By Craig Day, The News On 6
UNDATED -- While Green Country needs the rain, the timing of the stormy weather isn't ideal for the first night of high school football.
There are several Thursday night games and schools are watching the weather closely.
In Oologah, they're getting ready for the start of high school football.
Construction crews are wrapping up a million dollars worth of stadium renovations, and crews are testing a new sound system just hours before the season opener. But, there's the possibility the rumble of thunder will be heard as players get ready to rumble.
"We've had times when we've had to clear the stadium and move people inside," said Rick Thomas, Oologah Superintendent.
Thomas is watching the weather forecast closely.
"You know you're going to have a lot of people here and the last thing you want is people sitting up in the bleachers if there is lightning and that type of thing," he said.

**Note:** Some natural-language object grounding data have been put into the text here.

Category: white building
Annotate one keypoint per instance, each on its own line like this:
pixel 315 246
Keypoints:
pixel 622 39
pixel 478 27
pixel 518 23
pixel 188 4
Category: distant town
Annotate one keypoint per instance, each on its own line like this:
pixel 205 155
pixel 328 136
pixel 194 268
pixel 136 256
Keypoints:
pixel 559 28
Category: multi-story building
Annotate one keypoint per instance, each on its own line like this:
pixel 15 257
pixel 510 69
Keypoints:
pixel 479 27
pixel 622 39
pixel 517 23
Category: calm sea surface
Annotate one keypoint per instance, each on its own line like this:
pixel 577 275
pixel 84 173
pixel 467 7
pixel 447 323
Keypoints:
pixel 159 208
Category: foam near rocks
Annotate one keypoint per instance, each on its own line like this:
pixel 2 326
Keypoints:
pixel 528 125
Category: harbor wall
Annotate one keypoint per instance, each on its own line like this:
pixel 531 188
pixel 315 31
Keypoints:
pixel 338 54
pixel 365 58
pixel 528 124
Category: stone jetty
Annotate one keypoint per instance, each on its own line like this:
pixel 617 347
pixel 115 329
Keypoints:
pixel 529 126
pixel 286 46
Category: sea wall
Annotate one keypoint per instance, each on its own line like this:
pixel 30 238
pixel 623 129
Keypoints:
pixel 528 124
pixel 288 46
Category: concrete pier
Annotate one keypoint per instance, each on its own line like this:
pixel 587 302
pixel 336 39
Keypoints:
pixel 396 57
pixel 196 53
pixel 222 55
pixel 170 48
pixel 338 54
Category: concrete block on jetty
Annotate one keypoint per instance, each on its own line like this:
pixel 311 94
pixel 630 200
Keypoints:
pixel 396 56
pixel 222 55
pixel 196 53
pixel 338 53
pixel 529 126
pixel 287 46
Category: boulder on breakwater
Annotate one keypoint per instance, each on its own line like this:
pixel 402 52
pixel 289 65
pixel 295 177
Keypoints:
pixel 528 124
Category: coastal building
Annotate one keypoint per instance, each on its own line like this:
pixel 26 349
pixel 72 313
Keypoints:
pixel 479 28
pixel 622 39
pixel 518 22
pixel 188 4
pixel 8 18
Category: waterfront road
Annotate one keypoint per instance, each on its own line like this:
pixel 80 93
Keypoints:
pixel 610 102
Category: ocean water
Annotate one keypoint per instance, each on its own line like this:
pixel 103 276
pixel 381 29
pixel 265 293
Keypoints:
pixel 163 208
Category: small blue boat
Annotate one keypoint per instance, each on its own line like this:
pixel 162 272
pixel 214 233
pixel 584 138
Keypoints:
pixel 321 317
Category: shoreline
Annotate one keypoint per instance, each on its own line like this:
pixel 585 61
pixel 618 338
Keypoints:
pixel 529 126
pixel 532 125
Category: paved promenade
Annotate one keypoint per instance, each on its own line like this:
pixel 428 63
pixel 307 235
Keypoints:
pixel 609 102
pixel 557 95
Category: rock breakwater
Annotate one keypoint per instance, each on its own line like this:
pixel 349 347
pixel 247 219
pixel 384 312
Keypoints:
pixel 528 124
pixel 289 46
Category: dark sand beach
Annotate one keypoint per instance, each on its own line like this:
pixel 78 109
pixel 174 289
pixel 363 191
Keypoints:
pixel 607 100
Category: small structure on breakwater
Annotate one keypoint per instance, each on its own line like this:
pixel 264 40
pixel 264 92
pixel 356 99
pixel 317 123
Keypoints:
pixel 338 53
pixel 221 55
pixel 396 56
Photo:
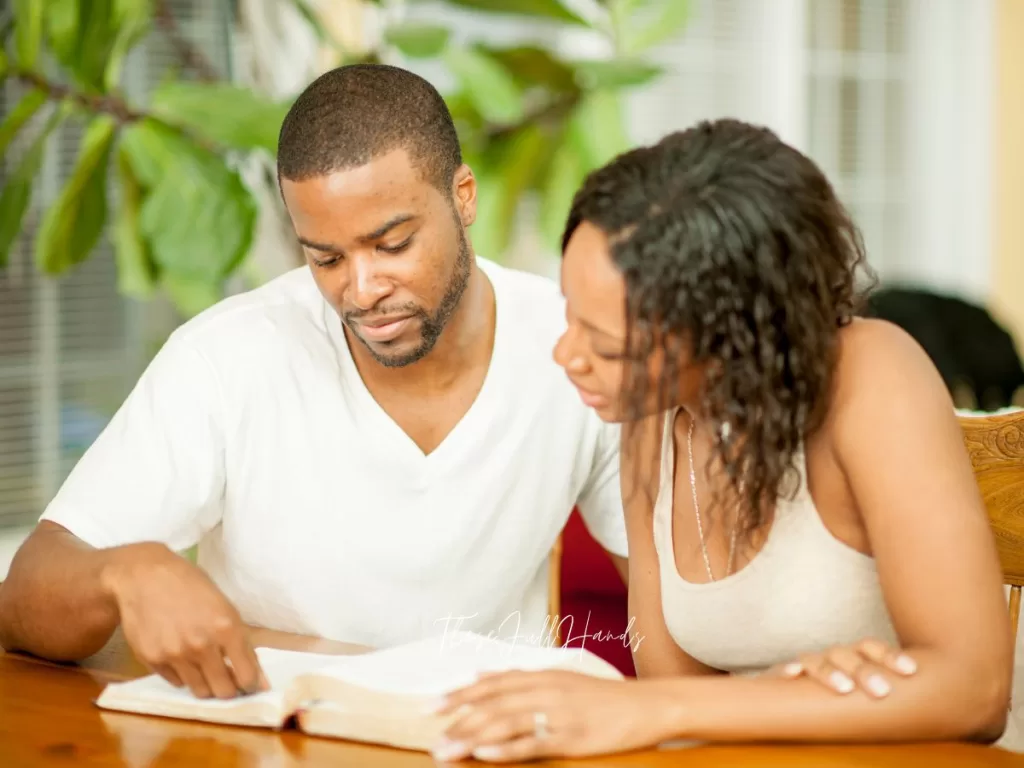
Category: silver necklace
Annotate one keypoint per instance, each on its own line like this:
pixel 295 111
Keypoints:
pixel 696 510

School leaders have a plan to move fans to nearby school buildings if necessary.
"They'll have the option obviously to go to their cars if they choose too, but we'll have those places available for them," he said.

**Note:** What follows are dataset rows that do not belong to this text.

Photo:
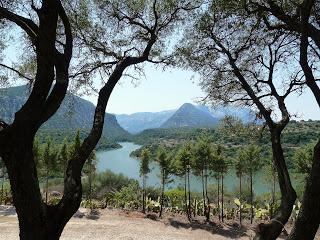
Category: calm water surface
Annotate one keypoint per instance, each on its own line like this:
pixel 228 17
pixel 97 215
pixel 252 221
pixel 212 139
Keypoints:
pixel 119 161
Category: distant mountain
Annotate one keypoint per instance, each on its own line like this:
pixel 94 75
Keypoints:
pixel 74 113
pixel 189 115
pixel 137 122
pixel 243 113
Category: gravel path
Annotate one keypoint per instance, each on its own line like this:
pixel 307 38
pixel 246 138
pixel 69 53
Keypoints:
pixel 119 225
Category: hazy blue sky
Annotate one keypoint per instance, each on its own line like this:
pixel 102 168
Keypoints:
pixel 170 89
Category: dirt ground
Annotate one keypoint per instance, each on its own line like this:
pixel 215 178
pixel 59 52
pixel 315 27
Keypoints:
pixel 121 225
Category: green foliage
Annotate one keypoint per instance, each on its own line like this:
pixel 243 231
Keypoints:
pixel 302 159
pixel 175 200
pixel 165 164
pixel 128 197
pixel 144 163
pixel 107 182
pixel 250 156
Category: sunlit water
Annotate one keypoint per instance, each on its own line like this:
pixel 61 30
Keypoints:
pixel 119 161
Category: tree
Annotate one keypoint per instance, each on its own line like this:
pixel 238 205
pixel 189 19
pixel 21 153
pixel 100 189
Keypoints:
pixel 130 33
pixel 244 68
pixel 300 18
pixel 49 162
pixel 144 170
pixel 89 169
pixel 220 167
pixel 202 158
pixel 240 166
pixel 64 156
pixel 302 159
pixel 250 156
pixel 184 161
pixel 164 162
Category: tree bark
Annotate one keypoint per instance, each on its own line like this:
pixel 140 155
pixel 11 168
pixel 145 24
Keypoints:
pixel 185 197
pixel 189 195
pixel 240 198
pixel 222 213
pixel 308 220
pixel 208 200
pixel 251 198
pixel 162 194
pixel 219 197
pixel 144 194
pixel 273 229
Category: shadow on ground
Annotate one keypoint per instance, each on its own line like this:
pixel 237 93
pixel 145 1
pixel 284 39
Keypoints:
pixel 226 230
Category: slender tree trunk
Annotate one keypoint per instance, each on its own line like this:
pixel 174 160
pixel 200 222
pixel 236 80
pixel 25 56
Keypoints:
pixel 90 186
pixel 240 198
pixel 208 200
pixel 189 194
pixel 203 194
pixel 273 198
pixel 251 199
pixel 219 197
pixel 222 213
pixel 162 194
pixel 47 183
pixel 2 187
pixel 308 220
pixel 185 197
pixel 144 193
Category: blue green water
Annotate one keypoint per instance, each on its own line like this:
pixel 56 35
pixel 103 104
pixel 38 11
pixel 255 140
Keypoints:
pixel 119 161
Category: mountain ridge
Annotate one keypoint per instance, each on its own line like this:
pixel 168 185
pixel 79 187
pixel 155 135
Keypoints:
pixel 74 113
pixel 188 115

Severe storms aren't just a spring thing. The secondary storm season overlaps with much of football season. Keeping fans and players safe is a top priority.
Another big opening night game is Tulsa Central at Memorial, so Stephanie Spring, Tulsa Public Schools Athletic Director, is also watching the weather.
"You always want to err on the safety side of things so even if you postpone it for a while and resume it, you'd rather do that than take any chances," she said.
TPS uses hand-held lightning detectors. The district is also getting lightning detection systems to install at stadiums. TPS already has one, and will add ten more, but that won't happen until the tail end of the football season.
Until then, school leaders in Tulsa, Oologah and other districts will keep a close eye on radar and the sky.
"We're just kind of on pins and needles waiting to kickoff hoping everything goes good," Thomas said.